Things are feeling better all around. Yesteday I slept most of the day away and felt better than I have in days. I guess this emotional bullshit is pretty draining. Then I went out drinking with
gucky--lots of sweet drinks and knitting. Guck tells me that I'm so cool because I don't seem to give a shit when people try to treat me like a freak for knitting at a bar, in fact I treat it like such a wonderful, obvious thing to be doing that others drunks start to buy into my coolness. I liked being drunk, but twice in one week has made me realize I'm sort of over it for now.

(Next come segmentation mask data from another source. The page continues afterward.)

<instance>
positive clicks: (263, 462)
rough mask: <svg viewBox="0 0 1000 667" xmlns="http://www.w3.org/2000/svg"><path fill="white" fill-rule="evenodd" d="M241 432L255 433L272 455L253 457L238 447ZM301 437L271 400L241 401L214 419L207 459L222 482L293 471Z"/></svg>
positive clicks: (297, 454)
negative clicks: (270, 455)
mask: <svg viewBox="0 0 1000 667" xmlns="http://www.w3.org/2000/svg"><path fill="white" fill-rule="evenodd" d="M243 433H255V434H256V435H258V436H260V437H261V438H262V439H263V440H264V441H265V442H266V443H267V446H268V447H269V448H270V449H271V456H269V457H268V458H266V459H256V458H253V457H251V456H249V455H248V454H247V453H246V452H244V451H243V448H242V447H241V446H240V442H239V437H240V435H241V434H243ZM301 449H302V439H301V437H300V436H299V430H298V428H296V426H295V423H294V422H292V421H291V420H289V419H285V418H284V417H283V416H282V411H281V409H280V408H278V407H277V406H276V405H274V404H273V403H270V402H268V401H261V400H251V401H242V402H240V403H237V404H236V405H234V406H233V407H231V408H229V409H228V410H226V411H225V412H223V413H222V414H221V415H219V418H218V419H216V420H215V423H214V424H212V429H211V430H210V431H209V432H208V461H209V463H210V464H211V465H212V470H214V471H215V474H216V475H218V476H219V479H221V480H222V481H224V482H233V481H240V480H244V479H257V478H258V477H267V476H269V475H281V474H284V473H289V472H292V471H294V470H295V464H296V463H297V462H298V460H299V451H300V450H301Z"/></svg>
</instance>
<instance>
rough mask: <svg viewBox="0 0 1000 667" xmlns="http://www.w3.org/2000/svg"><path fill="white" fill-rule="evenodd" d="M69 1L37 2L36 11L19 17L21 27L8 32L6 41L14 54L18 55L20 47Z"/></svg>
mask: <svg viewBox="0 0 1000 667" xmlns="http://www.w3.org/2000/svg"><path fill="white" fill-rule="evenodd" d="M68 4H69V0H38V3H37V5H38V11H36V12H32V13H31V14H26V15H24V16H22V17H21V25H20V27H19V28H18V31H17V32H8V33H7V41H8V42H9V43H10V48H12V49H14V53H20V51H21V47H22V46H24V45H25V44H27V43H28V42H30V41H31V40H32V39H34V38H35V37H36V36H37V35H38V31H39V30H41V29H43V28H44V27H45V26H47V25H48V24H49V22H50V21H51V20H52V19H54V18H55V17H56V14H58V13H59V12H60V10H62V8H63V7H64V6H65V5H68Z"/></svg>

This afternoon I went to Black and Blue Tattoo and finally bit the bullet and got tattooed. Natalie was awesome--we talked the whole way through about random stuff and she kept me properly distracted and entertained. In fact, we entertained each other so much, she knocked $50 off her hourly rate. I bled a lot, maybe because of last night's drinking? I didn't think the alcohol would still be in my system this afternoon. The tat hurts a lot now, sort of sore, and still bleeding. I'm not sure how much I like it--I'm sort of nervous. But, it was hard to see with all the blood and swelling. I didn't get the Bharatanyatyam dancer, still not quite sure what I want, instead I got a lotus on top of my shoulder. It was painful, but no where near as bad as the nipples rings business or even the IUD insertion. Amazing how my pain scale is defined by these random body experiences--I suppose because I don't really have language for pain, but the sensation.